Tive de fazer uma volta desviando para a outra calçada, a do lado de lá. Mas voltei até a beira do buraco, parei e gritei, perguntando aos trabalhadores o que estavam procurando no cruzamento, esburacando uma paisagem com mais de cinquenta anos. Eles suspenderam o trabalho por alguns segundos, refletindo, talvez tentando encontrar uma resposta para minha pergunta. Finalmente um depois do outro todos ergueram os ombros informando que não sabiam. Um deles me encarou e repetiu que era ordem do Engenheiro.
Agora não se passava um dia sem que a cratera tivesse aumentado seu diâmetro e sua profundidade. E assim foi até a sexta-feira.
Quando a chuva desabou, por volta das três horas da tarde, vesti rapidamente minha capa impermeável, me cobri com o capuz pontudo e vim de volta para casa. Ao passar pelo cruzamento, uns cinco operários estavam cavando valetas para evitar que a enxurrada jogasse água no buraco, ao mesmo tempo em que outros cinco instalavam uma imensa tenda sobre ele. Aquilo, de longe, parecia um circo. O trânsito já havia sido desviado para outras ruas, a lojinha nunca mais abrira sua porta de aço, e os poucos transeuntes que ainda usavam o cruzamento tinham de caminhar com um pé atrás do outro, rente à parede, porque as calçadas haviam sido transformadas em imensos fossos, de onde seria difícil escapar sem ajuda.
Na segunda-feira seguinte, a chuva tinha parado no sábado, há uma semana de agora, me dirigia para o parque sem ainda saber se a capa seria utilizada, um céu cinza nos cobria, quando cheguei ao cruzamento das ruas Aroeira e São Tomé. Seria mentir que me assustei, porque de tudo já vi na minha vida e não me assusto mais, mas fiquei surpreso. A tenda tinha sido desmontada e em volta do buraco uma chusma de trabalhadores se agitava.

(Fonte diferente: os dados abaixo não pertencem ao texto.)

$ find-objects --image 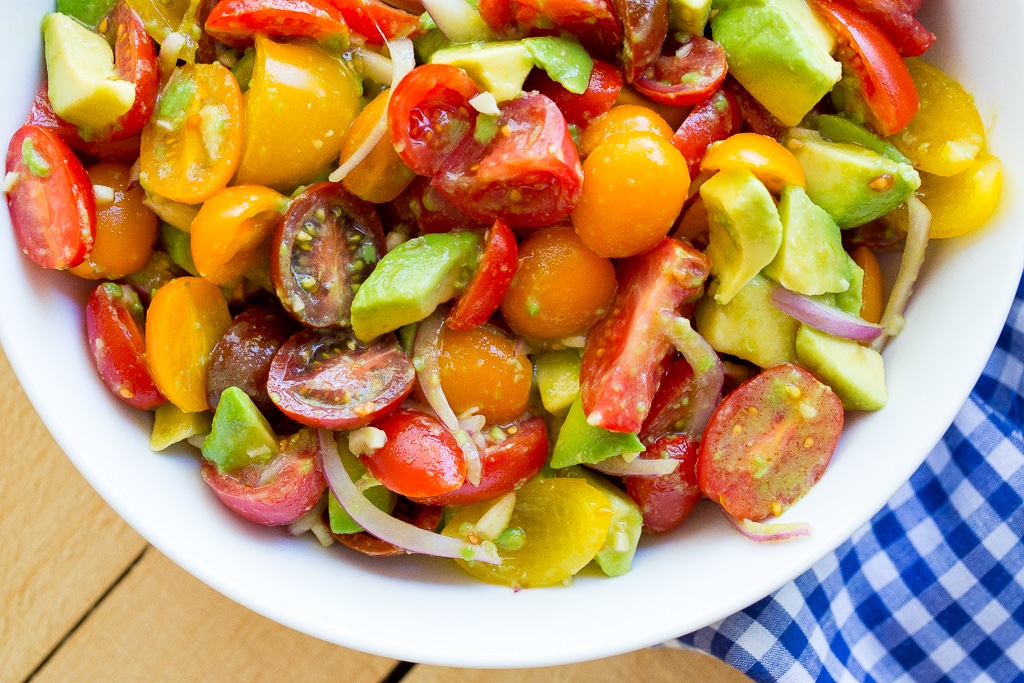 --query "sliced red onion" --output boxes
[771,285,882,342]
[316,429,502,564]
[662,313,725,439]
[871,197,932,351]
[588,456,679,477]
[722,510,811,543]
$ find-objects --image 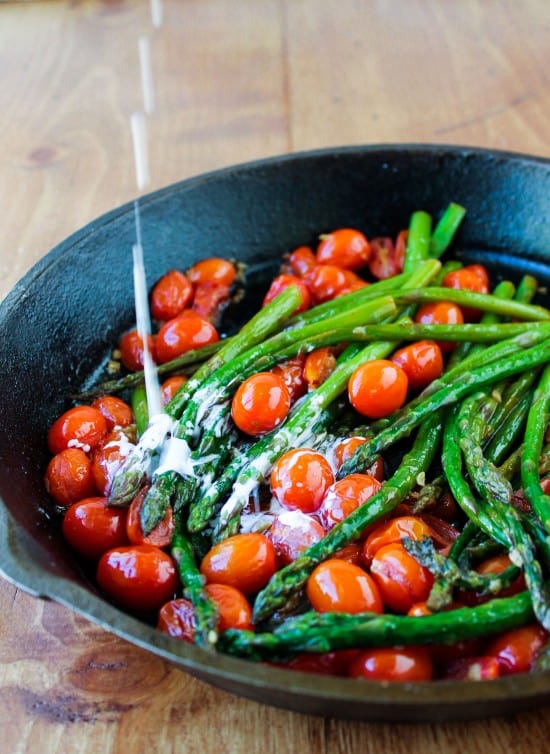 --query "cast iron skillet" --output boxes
[0,145,550,721]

Passei pela faixa de dez centímetros entre o buraco e a parede da lojinha, passei raspando o corpo no reboco áspero e já no lado de lá gritei para um grupo de homens que jogavam terra no buracão: − Mas o que é que vocês está fazendo?
O que aparentava ser o mais velho deles parou e me olhou rindo para responder: − Pois então não está vendo?
E continuou jogando terra para o imenso oco na rua.  
 Hoje é novamente segunda-feira. Estou no cruzamento, no meu e encontro o Engenheiro de prancheta na mão fazendo anotações. A cratera foi fechada durante esta semana, a rua recebeu nova camada de asfalto e a calçada está com lajotas novas.
Vendo que eu olhava para tudo aquilo com certo interesse, o Engenheiro se aproximou para comentar:
− O trabalho está perfeito, não está?